Table 3. Kqw for hand-scores (expert and non-expert).

TABLE 4
www.frontiersin.org

Table 4. Kqw for hand-scores against LLUNA.

An error analysis was conducted to investigate the potential impact of age on LLUNA scoring error. This was examined by computing the absolute difference between LLUNA and the expert across all six measures, to create a total difference score. Figure 1 indicated a modest trend, where narratives scored by LLUNA from within the older age-range (8;0–9;11) had a median total error that was one point (out of 18 total points) higher than narratives from the younger age-range (5;0–7;11).

FIGURE 1
www.frontiersin.org

Figure 1. Absolute difference in total Microstructure score (Expert to LLUNA) across age-ranges (5;0-9;11).

4. Discussion

The purpose of the current study was to assess the feasibility of designing a computer-automated progress-monitoring system, referred to as LLUNA, that could reliably generate six measures of literate language from transcribed narrative language samples. We first aimed to determine the accuracy with which LLUNA could score each measure (coordinating and subordinating conjunctions, meta-cognitive and meta-linguistic verbs, adverbs, ENP), as determined by comparison to gold-standard expert scores. Kqw was calculated between LLUNA generated and expert-scores across all six measures and revealed a strong level of interrater reliability, with kappa values ranging between 0.74 and 0.89. LLUNA generated scores were most accurate for meta-cognitive and meta-linguistic verbs, while they were least accurate for ENP.

These results were not unexpected, given that the variety of meta-cognitive and meta-linguistic verbs utilized by school-age children (5;0-9;11) were limited and unlikely to be semantically ambiguous (e.g., said is always a meta-linguistic verb). A common case that did cause issue for LLUNA was the word “like”, which was often used as a meta-linguistic verb (e.g., and he was like, “Oh no, Aliens”) and was counted as a meta-linguistic verb by the expert scorer. The word “like” poses issues to the current design of LLUNA, since it is very semantically ambiguous and prone to misclassification even with the usage of a POS tagger. For now, this word will not be counted by LLUNA toward the score for meta-linguistic verbs and would need to be manually corrected by the user.

ENP was the least reliably scored by LLUNA, with a kappa value of 0.74. While this value fell above the literate cited kappa threshold of 0.60 for good interrater reliability, it was still lower than we would have liked. The ENP scorer relied on POS tagging in order to identify the longest string of modifiers preceding a noun in a noun phrase. Given that the POS tagger utilized was not pretrained on narrative samples nor language produced by children, it was likely that there would be a degree of error present within the POS tags. This error would then be translated to LLUNA's scoring of ENP. As POS tagging technology improves, we can expect the accuracy of scores generated by LLUNA to improve as well. At this point in time, however, we would recommend users do a spot-check to ensure ENP has been properly scored, in order to ensure the highest level of accuracy.

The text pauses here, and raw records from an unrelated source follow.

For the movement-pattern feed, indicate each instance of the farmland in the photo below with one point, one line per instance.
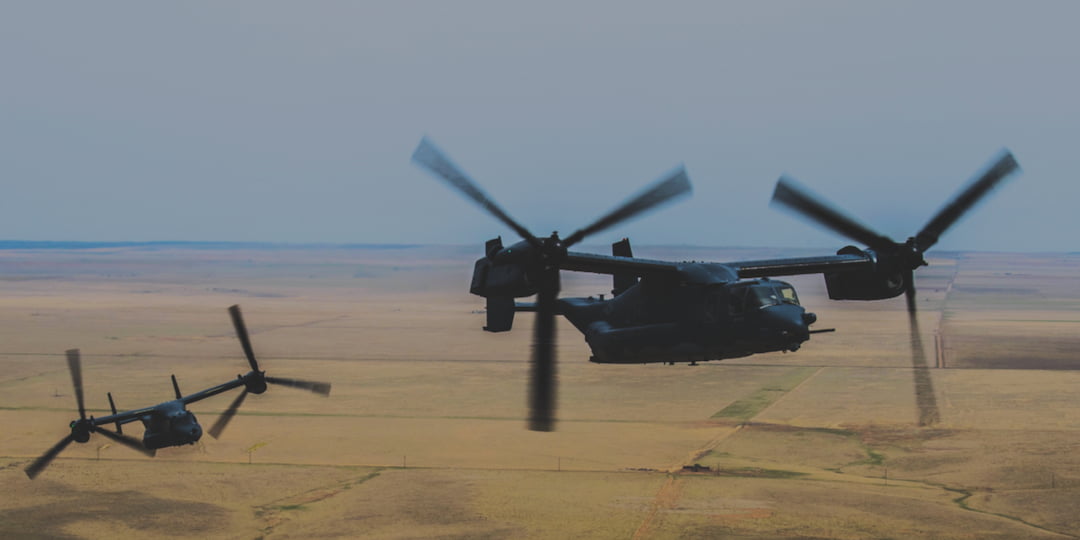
(423, 434)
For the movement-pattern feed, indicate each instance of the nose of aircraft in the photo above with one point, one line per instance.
(790, 322)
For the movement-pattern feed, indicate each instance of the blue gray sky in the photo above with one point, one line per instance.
(294, 121)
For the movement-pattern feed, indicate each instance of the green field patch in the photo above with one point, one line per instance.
(756, 402)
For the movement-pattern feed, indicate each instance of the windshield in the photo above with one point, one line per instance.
(765, 295)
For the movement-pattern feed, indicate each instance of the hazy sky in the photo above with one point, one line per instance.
(295, 121)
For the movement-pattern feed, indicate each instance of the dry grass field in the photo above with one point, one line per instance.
(423, 434)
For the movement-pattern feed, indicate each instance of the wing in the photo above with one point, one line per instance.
(123, 417)
(796, 266)
(210, 392)
(611, 264)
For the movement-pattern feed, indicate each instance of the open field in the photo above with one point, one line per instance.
(423, 434)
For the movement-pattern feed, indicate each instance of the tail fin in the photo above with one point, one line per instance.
(622, 281)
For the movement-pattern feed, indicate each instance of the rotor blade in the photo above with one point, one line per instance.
(977, 188)
(127, 441)
(670, 187)
(791, 194)
(319, 388)
(75, 365)
(925, 399)
(39, 464)
(245, 341)
(542, 369)
(215, 431)
(429, 157)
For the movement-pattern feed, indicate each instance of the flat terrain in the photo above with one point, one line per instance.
(423, 434)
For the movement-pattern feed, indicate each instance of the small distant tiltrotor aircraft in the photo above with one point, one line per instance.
(670, 311)
(167, 423)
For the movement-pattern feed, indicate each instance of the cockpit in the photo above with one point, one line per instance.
(755, 295)
(764, 295)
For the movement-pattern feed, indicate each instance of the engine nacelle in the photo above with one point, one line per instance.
(883, 281)
(502, 272)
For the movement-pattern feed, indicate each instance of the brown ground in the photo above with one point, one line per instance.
(423, 434)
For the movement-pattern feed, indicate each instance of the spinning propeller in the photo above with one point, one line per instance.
(81, 428)
(543, 265)
(256, 381)
(904, 257)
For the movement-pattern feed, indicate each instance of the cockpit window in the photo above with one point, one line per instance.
(765, 295)
(787, 294)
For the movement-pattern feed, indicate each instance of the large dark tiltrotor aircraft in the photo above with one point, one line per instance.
(167, 423)
(667, 311)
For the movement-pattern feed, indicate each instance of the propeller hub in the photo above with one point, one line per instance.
(81, 430)
(255, 381)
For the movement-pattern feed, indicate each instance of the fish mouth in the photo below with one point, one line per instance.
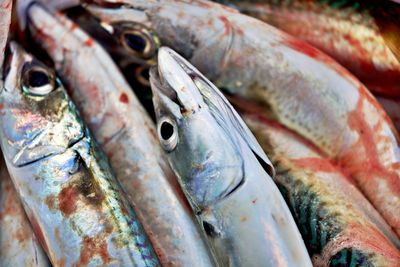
(30, 155)
(174, 79)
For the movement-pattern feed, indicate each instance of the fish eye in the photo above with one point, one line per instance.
(38, 81)
(167, 134)
(140, 42)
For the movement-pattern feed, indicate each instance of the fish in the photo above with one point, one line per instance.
(222, 170)
(74, 203)
(392, 108)
(5, 20)
(18, 244)
(338, 224)
(127, 135)
(297, 85)
(363, 36)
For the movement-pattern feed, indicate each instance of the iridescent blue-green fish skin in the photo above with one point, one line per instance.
(126, 134)
(219, 166)
(340, 227)
(73, 201)
(18, 244)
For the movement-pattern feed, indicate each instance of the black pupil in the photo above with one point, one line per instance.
(38, 78)
(167, 130)
(135, 42)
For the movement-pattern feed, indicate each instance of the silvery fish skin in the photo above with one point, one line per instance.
(364, 36)
(340, 227)
(127, 135)
(5, 20)
(18, 244)
(298, 85)
(220, 168)
(73, 201)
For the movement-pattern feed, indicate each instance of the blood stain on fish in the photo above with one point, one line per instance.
(67, 199)
(91, 247)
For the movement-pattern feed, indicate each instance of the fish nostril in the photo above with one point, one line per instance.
(210, 229)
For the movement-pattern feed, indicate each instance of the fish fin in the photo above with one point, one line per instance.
(219, 106)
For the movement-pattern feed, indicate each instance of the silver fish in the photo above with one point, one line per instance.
(220, 168)
(298, 85)
(5, 20)
(127, 135)
(18, 244)
(73, 201)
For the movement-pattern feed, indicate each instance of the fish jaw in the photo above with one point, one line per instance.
(224, 216)
(36, 126)
(176, 99)
(127, 135)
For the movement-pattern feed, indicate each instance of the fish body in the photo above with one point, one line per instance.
(71, 197)
(340, 227)
(363, 36)
(127, 135)
(296, 84)
(18, 244)
(244, 216)
(392, 108)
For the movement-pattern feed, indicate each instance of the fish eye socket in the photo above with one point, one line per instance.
(167, 133)
(38, 82)
(139, 42)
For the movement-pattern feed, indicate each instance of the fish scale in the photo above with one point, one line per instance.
(297, 84)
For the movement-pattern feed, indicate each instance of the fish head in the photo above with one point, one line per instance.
(204, 156)
(37, 119)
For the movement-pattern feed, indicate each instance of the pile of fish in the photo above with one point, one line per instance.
(199, 133)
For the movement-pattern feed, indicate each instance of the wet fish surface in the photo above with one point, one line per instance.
(340, 227)
(18, 244)
(363, 36)
(222, 170)
(297, 85)
(127, 135)
(71, 197)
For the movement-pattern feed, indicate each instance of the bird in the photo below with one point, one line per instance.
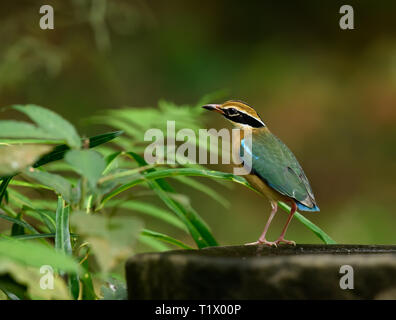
(274, 172)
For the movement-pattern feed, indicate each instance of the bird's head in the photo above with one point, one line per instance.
(239, 113)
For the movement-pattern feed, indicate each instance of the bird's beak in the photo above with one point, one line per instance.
(214, 107)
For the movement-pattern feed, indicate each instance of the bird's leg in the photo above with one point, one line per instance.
(282, 236)
(262, 239)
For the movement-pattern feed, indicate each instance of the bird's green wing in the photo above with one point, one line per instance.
(273, 162)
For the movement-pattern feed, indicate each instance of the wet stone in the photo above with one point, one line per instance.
(260, 272)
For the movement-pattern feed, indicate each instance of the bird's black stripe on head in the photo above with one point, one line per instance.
(244, 118)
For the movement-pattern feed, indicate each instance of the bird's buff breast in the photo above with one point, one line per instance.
(257, 183)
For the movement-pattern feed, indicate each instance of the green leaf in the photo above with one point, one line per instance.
(36, 255)
(19, 129)
(314, 228)
(205, 189)
(88, 163)
(87, 287)
(52, 123)
(63, 242)
(148, 209)
(153, 243)
(168, 173)
(19, 222)
(62, 233)
(56, 182)
(59, 152)
(218, 175)
(111, 239)
(115, 290)
(164, 238)
(16, 158)
(197, 228)
(23, 282)
(17, 229)
(45, 215)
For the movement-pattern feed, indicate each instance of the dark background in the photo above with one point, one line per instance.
(329, 94)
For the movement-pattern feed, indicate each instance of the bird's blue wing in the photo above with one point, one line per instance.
(273, 162)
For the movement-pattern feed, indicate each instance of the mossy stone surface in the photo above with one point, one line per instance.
(260, 272)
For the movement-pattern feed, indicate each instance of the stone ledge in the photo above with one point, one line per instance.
(260, 272)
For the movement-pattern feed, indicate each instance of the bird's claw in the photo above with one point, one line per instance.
(266, 242)
(282, 240)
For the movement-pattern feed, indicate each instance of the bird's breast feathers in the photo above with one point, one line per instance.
(274, 163)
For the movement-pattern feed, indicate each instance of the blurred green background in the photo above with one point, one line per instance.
(329, 94)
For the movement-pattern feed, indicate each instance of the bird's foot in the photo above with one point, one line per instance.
(283, 240)
(266, 242)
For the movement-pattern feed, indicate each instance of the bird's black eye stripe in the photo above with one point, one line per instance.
(242, 118)
(231, 112)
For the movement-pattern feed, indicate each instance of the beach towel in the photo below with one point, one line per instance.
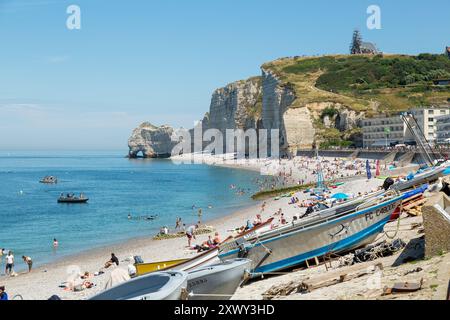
(116, 277)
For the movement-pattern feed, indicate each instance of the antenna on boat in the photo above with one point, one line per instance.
(413, 126)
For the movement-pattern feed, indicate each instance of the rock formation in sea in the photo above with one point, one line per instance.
(150, 141)
(310, 100)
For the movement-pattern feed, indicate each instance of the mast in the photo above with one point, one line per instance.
(413, 126)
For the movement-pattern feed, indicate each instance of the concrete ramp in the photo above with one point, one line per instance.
(389, 158)
(354, 155)
(406, 159)
(436, 221)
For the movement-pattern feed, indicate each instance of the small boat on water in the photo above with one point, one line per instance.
(49, 180)
(71, 198)
(167, 285)
(217, 281)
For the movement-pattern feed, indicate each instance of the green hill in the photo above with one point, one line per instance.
(364, 83)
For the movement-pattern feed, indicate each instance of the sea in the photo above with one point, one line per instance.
(30, 217)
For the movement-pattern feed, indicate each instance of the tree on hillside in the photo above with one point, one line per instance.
(355, 47)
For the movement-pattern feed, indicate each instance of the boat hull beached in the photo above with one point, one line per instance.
(288, 247)
(217, 281)
(144, 268)
(166, 285)
(203, 259)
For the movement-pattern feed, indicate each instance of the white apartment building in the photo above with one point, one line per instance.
(426, 119)
(443, 129)
(382, 131)
(387, 131)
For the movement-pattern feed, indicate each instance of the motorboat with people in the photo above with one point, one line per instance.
(49, 180)
(72, 198)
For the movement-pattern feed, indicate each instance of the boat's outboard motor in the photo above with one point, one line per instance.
(388, 183)
(446, 188)
(138, 260)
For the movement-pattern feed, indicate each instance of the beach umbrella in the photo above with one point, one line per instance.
(340, 196)
(369, 174)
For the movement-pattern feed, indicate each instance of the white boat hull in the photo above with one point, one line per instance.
(288, 247)
(218, 281)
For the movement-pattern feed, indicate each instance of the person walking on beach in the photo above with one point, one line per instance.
(178, 223)
(200, 215)
(9, 263)
(113, 260)
(2, 252)
(28, 261)
(263, 206)
(3, 294)
(190, 233)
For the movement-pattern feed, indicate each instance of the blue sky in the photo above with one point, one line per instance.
(160, 60)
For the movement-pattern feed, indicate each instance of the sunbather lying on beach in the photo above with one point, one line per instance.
(112, 261)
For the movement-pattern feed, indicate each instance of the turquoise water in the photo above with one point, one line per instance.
(30, 216)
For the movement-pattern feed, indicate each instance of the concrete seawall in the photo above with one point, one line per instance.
(364, 154)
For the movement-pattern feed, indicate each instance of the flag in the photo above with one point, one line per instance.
(377, 173)
(369, 174)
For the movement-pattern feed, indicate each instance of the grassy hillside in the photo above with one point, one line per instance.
(372, 84)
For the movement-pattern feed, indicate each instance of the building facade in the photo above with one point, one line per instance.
(382, 131)
(443, 129)
(426, 119)
(389, 131)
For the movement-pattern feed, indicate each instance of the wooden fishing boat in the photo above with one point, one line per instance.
(144, 268)
(204, 258)
(314, 237)
(217, 281)
(154, 286)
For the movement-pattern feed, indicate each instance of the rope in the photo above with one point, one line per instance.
(219, 295)
(397, 229)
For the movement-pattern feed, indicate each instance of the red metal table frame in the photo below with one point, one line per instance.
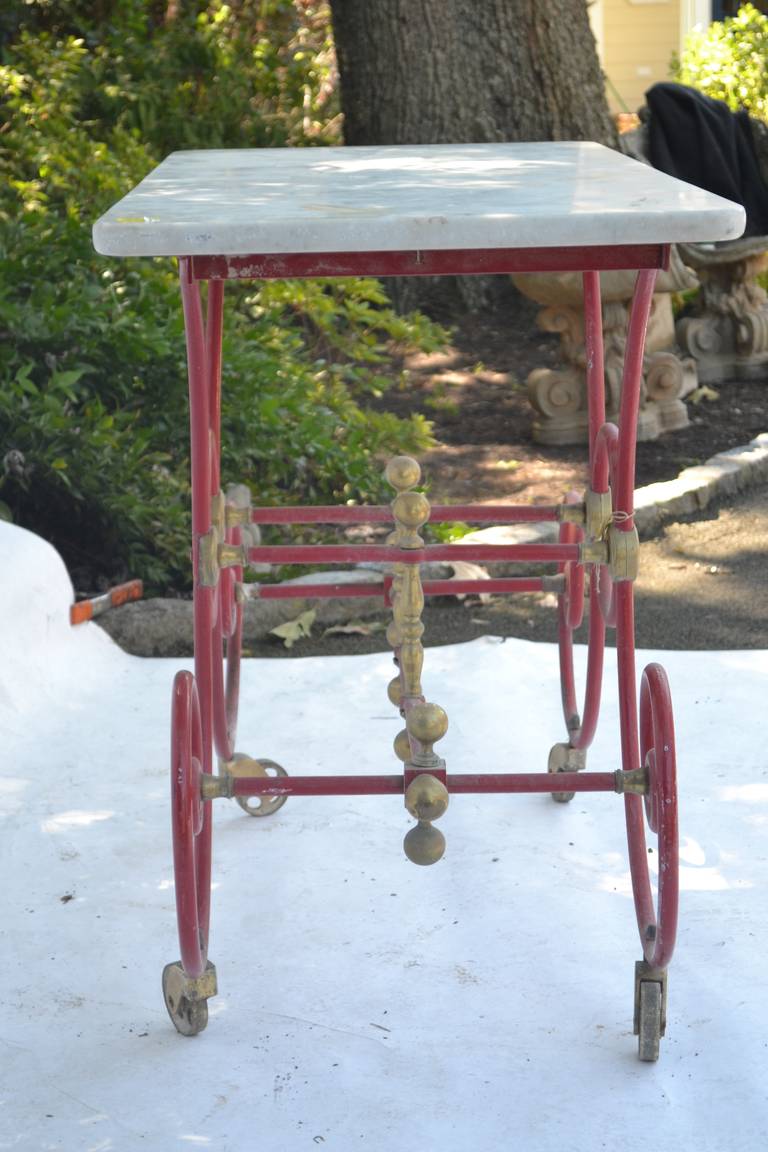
(603, 551)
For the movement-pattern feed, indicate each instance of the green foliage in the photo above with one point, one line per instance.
(729, 61)
(93, 425)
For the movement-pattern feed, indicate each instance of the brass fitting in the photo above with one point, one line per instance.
(593, 552)
(624, 553)
(571, 514)
(237, 508)
(599, 514)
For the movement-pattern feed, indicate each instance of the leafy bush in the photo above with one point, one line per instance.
(93, 425)
(729, 61)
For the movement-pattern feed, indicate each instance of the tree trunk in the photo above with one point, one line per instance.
(457, 72)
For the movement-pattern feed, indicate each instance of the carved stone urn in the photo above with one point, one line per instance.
(559, 395)
(727, 333)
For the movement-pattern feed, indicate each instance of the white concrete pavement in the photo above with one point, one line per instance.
(481, 1003)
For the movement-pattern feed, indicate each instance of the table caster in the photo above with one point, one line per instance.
(187, 999)
(649, 1009)
(649, 1021)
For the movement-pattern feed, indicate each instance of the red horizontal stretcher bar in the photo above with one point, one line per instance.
(357, 553)
(381, 514)
(379, 588)
(394, 785)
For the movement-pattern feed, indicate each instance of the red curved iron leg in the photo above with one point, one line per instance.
(191, 826)
(658, 925)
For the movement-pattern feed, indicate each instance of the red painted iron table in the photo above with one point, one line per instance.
(418, 211)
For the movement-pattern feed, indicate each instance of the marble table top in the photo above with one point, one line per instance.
(402, 198)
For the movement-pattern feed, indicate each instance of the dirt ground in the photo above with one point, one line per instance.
(701, 586)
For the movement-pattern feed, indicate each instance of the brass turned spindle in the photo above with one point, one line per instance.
(410, 510)
(426, 796)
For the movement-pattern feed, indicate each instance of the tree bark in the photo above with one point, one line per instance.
(457, 72)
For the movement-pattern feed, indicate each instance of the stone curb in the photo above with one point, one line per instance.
(164, 628)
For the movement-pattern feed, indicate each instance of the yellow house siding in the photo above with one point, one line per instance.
(638, 42)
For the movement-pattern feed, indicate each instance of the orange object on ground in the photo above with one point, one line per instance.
(85, 609)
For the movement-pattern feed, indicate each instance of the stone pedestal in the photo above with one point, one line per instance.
(559, 395)
(727, 333)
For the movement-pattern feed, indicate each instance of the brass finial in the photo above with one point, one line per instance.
(424, 843)
(428, 724)
(403, 472)
(426, 797)
(411, 509)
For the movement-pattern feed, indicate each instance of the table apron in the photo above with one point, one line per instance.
(430, 263)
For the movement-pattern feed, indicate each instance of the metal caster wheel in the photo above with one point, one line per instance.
(187, 999)
(649, 1009)
(649, 1021)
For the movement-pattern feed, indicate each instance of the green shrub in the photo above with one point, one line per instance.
(729, 61)
(93, 424)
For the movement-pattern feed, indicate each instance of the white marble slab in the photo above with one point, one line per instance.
(358, 199)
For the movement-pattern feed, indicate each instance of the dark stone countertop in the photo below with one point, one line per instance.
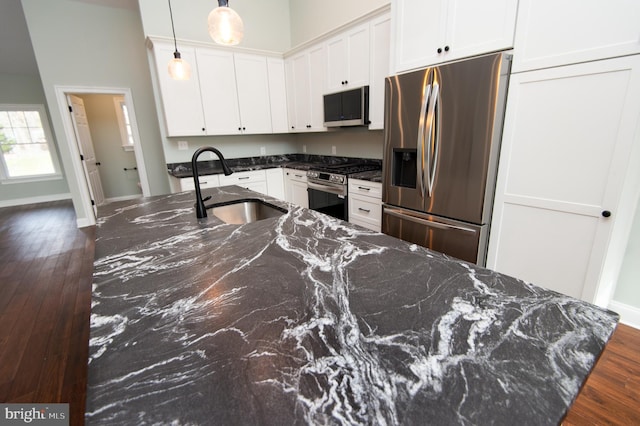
(305, 319)
(292, 161)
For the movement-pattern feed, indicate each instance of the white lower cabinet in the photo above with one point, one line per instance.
(568, 170)
(295, 184)
(365, 204)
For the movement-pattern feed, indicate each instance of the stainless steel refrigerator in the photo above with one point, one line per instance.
(443, 127)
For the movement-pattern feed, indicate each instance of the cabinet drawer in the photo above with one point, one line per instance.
(297, 175)
(366, 188)
(243, 178)
(365, 209)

The second research question asked whether the levels of interrater reliability achieved between LLUNA and gold-standard expert scores were on par with the levels achieved by trained, non-expert scores. This second set of calculations was used to determine the clinical utility of LLUNA for progress-monitoring, such that we could speak to the scoring reliability of LLUNA scores in contrast to scores produced manually by non-expert individuals with training in MISL scoring. It was proposed that such individuals would more closely approximate the reliability levels of the average SLP with MISL training than a gold-standard expert. Result showed that LLUNA had higher levels of interrater reliability levels than non-expert scorers on four of the six literate language measures, including subordinating conjunctions, meta-cognitive and meta-linguistic verbs, and adverbs. While the difference in kappa values achieved by LLUNA and non-experts on meta-linguistic verbs was modest (Kqw = 0.89, Kqw = 0.83, respectively), the differences in interrater reliability levels were more pronounced for subordinating conjunctions, meta-cognitive verbs, and adverbs, with LLUNA having kappa values between 0.14 and 0.27 points higher than non-expert scores. Non-experts appeared to be particularly unreliable in scoring adverbs, highlighting the utility of LLUNA for increasing the reliability and efficiency of scoring for certain measures.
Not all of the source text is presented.